September 10, 2019
Beginning January 2020, the California Consumer Privacy Act (CCPA) will allow that state’s residents to find out exactly what personal data companies hold about them — and ask them to delete such information. Consumers will also have the option of opting out of allowing their personal information to be sold. The legislation — which was designed to make Amazon, Facebook, Google and others more transparent — will impact a wide range of companies, large and small, including airlines, banks, retailers and restaurants.

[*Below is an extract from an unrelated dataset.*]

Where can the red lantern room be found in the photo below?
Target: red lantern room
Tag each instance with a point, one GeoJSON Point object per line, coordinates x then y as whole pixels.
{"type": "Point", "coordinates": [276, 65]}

The Wall Street Journal reports that the law “applies to any for-profit business that does business in California and collects data on California residents, as long as its annual revenue tops $25 million, or it holds personal information on at least 50,000 consumers, or it generates at least 50 percent of its annual revenue from selling user data.”
According to the International Association of Privacy Professionals, that will impact “some 500,000 U.S. businesses across all sorts of industries,” such as Starbucks, Gap, Aetna, Wells Fargo and American Airlines — and including those with no physical presence in California.
“You have to find a way to capture all that information and track it so you know what’s happening with that information,” said Gap associate general counsel for privacy and data security Dan Koslofsky. “And that’s a pretty significant undertaking for most companies. Unless you’ve been in a regulated space like health care or financial services, you probably haven’t done that previously.”
WSJ notes that “few companies keep all their customer data in one place, and now many are scrambling to build tools to match up individuals’ data across disparate systems, such as directories, purchase histories and customer-service request logs.”
Some companies, such as Gap, already complied with the European Union’s General Data Protection Regulation (GDPR), which puts them ahead of the game. A survey by PricewaterhouseCoopers revealed that “only 52 percent of respondents said they expected their company to be CCPA-compliant by January 2020.”
By next summer, when the law is expected to be enforceable, “businesses that get a customer data request will have to comply within 45 days or risk pricey fines and possible civil litigation,” with damages as high as $7,500 for a data breach.
Since the work of creating a “separate protocol for California’s 39.6 million residents” is so onerous, many companies plan to apply the changes they make for California to the rest of the country, leading some to predict that California’s legislation will “become a kind of de facto national standard.” DLA Piper principal/attorney Rena Mears said, “99 percent of the businesses that we’re dealing with are choosing to make the law apply to all their U.S. customers.”
Many uncertainties remain including the disposition of retail loyalty programs, the use of credit cards and what will happen if large numbers of consumers opt out of data sales. WSJ states that “companies are gearing up for every conceivable scenario, including the possibility that identity thieves may pose as someone else to obtain their data.”